Regardless, a separate letter addressed to House Speaker Paul Ryan, a Republican from Wisconsin, Majority Leader Kevin McCarthy, a Republican from California, Minority Leader Nancy Pelosi, a Democrat from California, among others, also advised to quickly advance legislation that provides "a permanent solution for servicemembers and veterans who received the bonuses in good faith." The letter was signed by 106 congressional members.

Speaking to defense reporters earlier Wednesday in Washington, D.C., Lengyel insisted it is imperative the Guard and the Defense Department together review each case.

"The only blanket role is to do the right thing," he said. "If their hands are clean, and it's just soldiers doing their duty and doing their jobs, then it's not our intent to try and enforce this hardship on them."

Meanwhile, some say the military already has the authority to reimburse troops forced to repay bonus money. In a 2014 case involving a California Guard member, the Boards for Correction of Military Records voted to grant full relief to an applicant wrongfully issued money.
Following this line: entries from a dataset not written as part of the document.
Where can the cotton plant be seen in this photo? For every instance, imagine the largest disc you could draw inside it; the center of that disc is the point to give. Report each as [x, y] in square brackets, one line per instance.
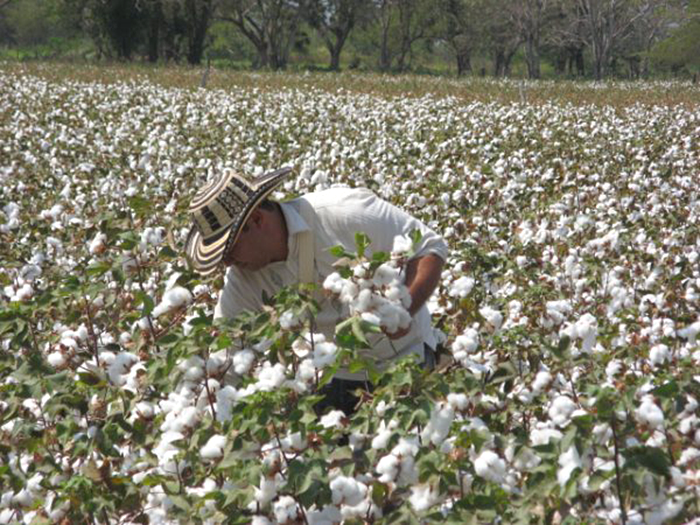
[569, 303]
[373, 289]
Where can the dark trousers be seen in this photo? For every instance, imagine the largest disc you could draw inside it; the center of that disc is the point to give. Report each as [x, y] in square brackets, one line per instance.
[339, 394]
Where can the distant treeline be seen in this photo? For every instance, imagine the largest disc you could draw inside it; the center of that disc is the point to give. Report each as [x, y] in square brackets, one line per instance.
[572, 38]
"As a matter of equity, the recoupment action should be rescinded, any monies recouped should be returned to the applicant, and all credit agencies should be notified that the debt was invalid,” the board said in its decision.

"The Board determined that the evidence presented was sufficient to warrant a recommendation for relief," it states. "As a result, the Board recommends that all Department of the Army and Army National Guard records of the individual concerned be corrected by showing the CAARNG rescinded the recoupment action pertaining to his reenlistment bonus and refunding to him any monies collected.”

Since the story broke on Saturday, lawmakers and members of the public have reacted with outrage over the Pentagon's bonus repayment policy. Members of Congress this week have criticized the repayment policy as "boneheaded" and called on the department to forgive the debt.

"It remains my firm belief that even the simple request of asking soldiers to repay money contingent on reenlistment is disgraceful and insulting," Rep. Duncan Hunter, a Republican from California and former Marine who served in Iraq and Afghanistan, wrote in a letter to Carter. "In fact, I find it difficult to believe that either you or your leadership team was aware that such a boneheaded decision was made to demand repayment."

Roughly 10,500 service members, mostly from the California National Guard, improperly received bonuses of as much as $15,000 and other incentives to serve in the ranks a decade ago during the peak of the U.S.-led wars in Iraq and Afghanistan, officials have said.

Thousands of troops were later ordered to pay back the money or face such penalties as interest charges and tax liens, according to a story first reported by David Cloud, a reporter for The Los Angeles Times.

"While some soldiers knew or should have known they were ineligible for benefits they were claiming, many others did not," Carter said. "About 2,000 have been asked, in keeping with the law, to repay erroneous payments."

-- Brendan McGarry and Richard Sisk contributed to this report.